Photography as a Way of Noticing
Photography relies on time, not in a technical sense, but in how much space you give yourself to really look.
Space to arrive. To pay attention. To let moments take shape. When that space disappears, noticing tends to go with it. And when noticing goes, the work often becomes strained, reactive, and harder than it needs to be.
This applies whether you’re working on a personal project or a commercial shoot.
Some of the most meaningful images tend to happen between the shots. Not the moments you plan for, but the ones that surface when nothing is being pushed forward. When the camera stays up a little longer. When you stop chasing a result and allow things to unfold.
That kind of noticing depends on having enough room to breathe.
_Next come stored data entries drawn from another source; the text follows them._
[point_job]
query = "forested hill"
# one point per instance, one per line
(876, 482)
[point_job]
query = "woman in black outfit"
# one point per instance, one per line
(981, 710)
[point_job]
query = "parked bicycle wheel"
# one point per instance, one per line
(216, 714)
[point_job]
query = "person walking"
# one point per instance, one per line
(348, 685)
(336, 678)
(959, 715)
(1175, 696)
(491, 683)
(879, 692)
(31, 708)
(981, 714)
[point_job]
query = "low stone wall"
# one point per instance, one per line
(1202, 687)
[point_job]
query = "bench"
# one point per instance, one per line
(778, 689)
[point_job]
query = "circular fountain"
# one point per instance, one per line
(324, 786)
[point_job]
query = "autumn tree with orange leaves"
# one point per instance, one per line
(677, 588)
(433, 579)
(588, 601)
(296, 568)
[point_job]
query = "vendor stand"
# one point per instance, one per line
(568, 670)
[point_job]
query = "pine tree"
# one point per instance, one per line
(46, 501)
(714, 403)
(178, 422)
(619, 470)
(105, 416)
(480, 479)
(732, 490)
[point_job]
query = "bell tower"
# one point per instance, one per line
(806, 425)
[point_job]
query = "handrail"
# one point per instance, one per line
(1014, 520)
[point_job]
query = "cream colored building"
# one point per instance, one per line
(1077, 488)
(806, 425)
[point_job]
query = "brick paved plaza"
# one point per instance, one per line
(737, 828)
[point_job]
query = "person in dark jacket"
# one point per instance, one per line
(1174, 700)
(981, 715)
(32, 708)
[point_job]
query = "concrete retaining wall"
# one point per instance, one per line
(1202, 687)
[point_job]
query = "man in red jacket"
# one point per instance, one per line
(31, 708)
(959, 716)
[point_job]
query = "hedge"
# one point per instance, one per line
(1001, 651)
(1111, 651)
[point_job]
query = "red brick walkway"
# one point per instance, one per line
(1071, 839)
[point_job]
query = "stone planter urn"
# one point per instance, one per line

When that room is taken away, stress often fills the gap. Stress narrows attention and encourages speed over sensitivity. Rarely does it lead to work that feels considered or alive.
On location, especially when working with available light, this becomes obvious very quickly. Light doesn’t follow schedules or shot lists. It shifts, softens, disappears, and sometimes surprises you. Trying to rush that process usually creates tension, both in the work and on set. You feel it straight away, and the images start to reflect that pressure.
This is why protecting small pockets of time has become an important part of how I work. A few minutes to pause. To observe how a space behaves. To notice how people move through it, or how the light settles once you stop trying to control it. Those moments are often where the work opens up.
Last month, while on a corporate documentary shoot in Ahmedabad, India, part of the brief was to make a set of editorial photographs of the local community. I asked to be taken to a vegetable and spice market and spent a couple of hours walking, watching, and photographing what I encountered.
Nothing was rushed. There was no attempt to cover everything. People noticed the camera, then carried on. Sometimes they called me over to be included in the frame, and I ended up making some of my favourite candid portraits that way. Gestures repeated. Conversations unfolded. Light moved through narrow streets and between stalls. The photographs that emerged came from staying long enough for moments to present themselves.
That experience reinforced something I’ve learned repeatedly. When you allow time for noticing, the work often gives more back. The camera becomes less about extraction and more about response. You stop forcing images and start recognising when something is already happening.
Photography, practiced this way, becomes a discipline of attention. A reminder that some of the most meaningful images live between the shots, and that giving yourself enough space to really see is often the most important decision you can make.